You are beautiful

Jun 24, 2006 17:03

Someone said one word to me today and guess what: I remember what I was going to say. I guess I'll just make this entry chapter seven in my "book" and mix in a little of my previous entry and we'll call it fin. A lot of you know my brother, Josh. And a lot of you know I talk about him (positively) all the time. You also know that I am sort of "following in his footsteps." What a lot of you don't realize is what kind of role Josh has had to play in my life. Not only has he played the big brother role, but he's also played a part as the closest thing to a father figure I have. Growing up (not that I've stopped), I never had anyone to say, "Kae, you're beautiful," in the father-like way. I mean, I've heard it from friends, boyfriends, and magazines, but never from the Hero or Prince Charming that I call daddy. Josh adopted that role at age sixteen, when our parents divorced (as mentioned in previous entry). In doing so, he took a lot on himself. He was now the man of the house. I most definitely look up to him and I don't think any of you understand how much I respect him and love him. None of you except my sister and I know how awesome of a man he is. While Josh was somewhere around North Carolina (on the AT) he wrote me a long-awaited letter. He was basically explaining what I am telling you now about our childhood and family life, or lack thereof. Towards the end of the letter, he said, "Kaeli, you are beautiful." And that wasn't a superficial remark regarding the rest of the letter. That was probably the most sincere thing anyone has ever said to me. Because of that, I realize now how blessed I am to have Josh as my brother. Now, I understand why some of you roll your eyes when you hear me say that I want to go to Sweden, go to Montreat, and hike the AT, but I hope now you know why I want to do all these things. Although I want to follow in his footsteps, I have different motives than he does about doing these things. Some of his were to find God and see what kind of man he should become. Mine are to learn to trust God and be the woman I can become.

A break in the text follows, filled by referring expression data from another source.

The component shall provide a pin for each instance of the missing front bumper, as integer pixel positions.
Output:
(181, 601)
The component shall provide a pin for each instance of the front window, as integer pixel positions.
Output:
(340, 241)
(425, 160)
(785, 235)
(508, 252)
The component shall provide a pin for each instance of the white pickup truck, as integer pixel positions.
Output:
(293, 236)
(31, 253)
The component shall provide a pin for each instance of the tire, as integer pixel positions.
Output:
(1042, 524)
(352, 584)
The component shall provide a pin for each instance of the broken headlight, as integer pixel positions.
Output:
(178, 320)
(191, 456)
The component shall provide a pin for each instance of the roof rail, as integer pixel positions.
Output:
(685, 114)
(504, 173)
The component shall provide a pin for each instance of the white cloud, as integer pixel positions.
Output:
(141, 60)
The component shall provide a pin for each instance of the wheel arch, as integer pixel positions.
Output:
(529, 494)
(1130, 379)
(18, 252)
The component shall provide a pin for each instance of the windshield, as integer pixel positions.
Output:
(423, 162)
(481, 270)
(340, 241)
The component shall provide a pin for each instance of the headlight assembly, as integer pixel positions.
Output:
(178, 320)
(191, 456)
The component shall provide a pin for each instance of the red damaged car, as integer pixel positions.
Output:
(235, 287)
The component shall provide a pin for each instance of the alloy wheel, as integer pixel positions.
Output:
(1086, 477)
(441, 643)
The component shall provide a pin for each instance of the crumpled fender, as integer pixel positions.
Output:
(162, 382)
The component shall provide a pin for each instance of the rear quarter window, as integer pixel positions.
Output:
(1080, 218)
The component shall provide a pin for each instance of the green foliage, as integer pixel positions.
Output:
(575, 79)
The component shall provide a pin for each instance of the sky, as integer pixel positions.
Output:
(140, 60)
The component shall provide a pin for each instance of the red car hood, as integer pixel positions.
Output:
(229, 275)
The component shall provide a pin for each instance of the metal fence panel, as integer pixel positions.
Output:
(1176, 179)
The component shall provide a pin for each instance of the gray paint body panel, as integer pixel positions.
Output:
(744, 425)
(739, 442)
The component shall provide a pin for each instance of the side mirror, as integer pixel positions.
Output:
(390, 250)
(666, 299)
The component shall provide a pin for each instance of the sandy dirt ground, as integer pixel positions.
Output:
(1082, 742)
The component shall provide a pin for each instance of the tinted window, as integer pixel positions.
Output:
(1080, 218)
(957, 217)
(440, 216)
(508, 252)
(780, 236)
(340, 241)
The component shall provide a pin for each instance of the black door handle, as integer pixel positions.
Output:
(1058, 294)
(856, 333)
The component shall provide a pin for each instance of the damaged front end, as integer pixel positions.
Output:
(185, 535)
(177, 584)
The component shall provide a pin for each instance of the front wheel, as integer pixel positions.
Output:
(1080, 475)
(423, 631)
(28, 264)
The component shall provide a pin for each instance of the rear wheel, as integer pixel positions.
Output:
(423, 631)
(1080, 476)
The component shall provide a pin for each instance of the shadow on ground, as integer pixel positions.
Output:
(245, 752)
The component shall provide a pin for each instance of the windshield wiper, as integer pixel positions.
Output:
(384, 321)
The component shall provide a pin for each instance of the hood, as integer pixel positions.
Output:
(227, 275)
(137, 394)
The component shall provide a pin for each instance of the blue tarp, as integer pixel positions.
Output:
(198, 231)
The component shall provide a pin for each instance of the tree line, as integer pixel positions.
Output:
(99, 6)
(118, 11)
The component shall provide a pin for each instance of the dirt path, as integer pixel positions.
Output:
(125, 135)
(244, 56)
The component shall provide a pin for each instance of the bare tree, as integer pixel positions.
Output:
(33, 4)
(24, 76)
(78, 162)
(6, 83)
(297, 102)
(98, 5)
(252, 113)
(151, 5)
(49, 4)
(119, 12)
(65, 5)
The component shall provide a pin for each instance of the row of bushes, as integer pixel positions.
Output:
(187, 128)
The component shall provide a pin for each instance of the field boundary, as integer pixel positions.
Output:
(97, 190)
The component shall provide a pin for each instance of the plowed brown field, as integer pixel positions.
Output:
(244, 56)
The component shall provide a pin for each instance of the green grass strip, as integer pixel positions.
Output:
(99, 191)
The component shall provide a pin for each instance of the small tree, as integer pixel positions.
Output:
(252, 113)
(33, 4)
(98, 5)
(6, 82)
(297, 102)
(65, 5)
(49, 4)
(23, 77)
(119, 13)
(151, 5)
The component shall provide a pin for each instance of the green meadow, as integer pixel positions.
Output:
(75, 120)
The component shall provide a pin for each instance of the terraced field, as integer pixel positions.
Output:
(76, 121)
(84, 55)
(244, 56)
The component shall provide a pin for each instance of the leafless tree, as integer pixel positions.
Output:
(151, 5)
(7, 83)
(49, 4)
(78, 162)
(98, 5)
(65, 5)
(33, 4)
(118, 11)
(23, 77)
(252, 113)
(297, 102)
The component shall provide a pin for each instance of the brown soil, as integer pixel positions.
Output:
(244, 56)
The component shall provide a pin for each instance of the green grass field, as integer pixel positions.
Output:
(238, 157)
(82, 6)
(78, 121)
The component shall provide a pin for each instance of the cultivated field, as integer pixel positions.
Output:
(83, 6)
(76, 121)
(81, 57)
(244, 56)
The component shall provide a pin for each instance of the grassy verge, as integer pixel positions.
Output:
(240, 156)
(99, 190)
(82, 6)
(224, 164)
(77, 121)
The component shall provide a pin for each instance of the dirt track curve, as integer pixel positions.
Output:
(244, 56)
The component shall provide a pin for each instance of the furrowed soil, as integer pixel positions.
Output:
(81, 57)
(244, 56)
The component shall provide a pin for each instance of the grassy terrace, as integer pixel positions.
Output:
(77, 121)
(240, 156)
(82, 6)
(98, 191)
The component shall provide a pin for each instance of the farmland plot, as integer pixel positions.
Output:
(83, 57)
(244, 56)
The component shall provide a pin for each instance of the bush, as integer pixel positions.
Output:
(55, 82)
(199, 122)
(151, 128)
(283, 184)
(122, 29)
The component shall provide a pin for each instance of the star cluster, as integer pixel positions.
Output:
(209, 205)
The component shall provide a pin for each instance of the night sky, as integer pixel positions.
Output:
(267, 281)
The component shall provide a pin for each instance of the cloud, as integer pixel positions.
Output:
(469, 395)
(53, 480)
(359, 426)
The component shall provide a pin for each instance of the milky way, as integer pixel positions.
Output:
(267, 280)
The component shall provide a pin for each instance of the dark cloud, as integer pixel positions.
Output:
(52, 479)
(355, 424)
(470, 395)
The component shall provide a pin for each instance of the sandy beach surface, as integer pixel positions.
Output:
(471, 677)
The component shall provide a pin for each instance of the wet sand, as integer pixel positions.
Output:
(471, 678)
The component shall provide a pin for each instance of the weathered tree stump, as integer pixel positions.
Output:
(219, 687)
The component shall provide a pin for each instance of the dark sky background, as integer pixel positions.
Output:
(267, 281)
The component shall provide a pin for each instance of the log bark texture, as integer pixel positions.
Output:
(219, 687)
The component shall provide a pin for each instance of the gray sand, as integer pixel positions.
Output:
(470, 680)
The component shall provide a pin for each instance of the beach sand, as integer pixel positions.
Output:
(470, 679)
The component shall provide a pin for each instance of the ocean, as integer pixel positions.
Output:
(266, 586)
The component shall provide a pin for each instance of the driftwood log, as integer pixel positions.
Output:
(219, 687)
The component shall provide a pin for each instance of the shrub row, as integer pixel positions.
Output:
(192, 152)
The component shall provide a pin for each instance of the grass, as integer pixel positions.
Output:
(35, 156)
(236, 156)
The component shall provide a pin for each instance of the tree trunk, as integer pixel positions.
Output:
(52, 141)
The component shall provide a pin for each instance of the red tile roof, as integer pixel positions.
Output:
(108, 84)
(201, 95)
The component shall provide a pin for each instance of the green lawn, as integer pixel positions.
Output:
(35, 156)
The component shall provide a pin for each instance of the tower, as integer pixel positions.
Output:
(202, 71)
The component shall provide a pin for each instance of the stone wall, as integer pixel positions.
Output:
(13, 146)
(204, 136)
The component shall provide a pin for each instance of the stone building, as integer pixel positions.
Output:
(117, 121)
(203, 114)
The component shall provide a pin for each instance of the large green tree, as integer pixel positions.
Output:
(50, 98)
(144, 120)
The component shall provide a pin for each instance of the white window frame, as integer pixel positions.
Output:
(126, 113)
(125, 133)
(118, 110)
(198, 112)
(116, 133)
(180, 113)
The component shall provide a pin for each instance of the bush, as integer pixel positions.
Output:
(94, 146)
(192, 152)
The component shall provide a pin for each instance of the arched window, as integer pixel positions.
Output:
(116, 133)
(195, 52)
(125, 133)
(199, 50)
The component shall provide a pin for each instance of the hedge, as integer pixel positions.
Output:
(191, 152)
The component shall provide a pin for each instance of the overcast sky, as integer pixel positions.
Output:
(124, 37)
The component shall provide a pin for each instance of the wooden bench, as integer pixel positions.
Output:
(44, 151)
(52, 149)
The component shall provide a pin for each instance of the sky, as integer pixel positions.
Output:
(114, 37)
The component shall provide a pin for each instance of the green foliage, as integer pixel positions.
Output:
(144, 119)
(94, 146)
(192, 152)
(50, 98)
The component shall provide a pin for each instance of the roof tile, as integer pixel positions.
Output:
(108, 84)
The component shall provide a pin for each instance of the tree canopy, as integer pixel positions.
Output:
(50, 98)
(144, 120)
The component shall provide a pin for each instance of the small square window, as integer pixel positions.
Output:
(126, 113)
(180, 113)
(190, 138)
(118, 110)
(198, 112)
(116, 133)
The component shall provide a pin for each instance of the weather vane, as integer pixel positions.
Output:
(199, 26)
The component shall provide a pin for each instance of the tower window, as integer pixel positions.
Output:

I guess I'm just writing this because I love my brother so much, and my thanks to him doesn't give it justice. He has set such an example for me spiritually.. Even for those of you who don't know him, he has left a legacy in me that I hope you all see. So, Josh, if you're reading this, I just want to say thanks. The most sincere thanks I have in me, and I love you. Never stop believing and keep lookin' up. All of you.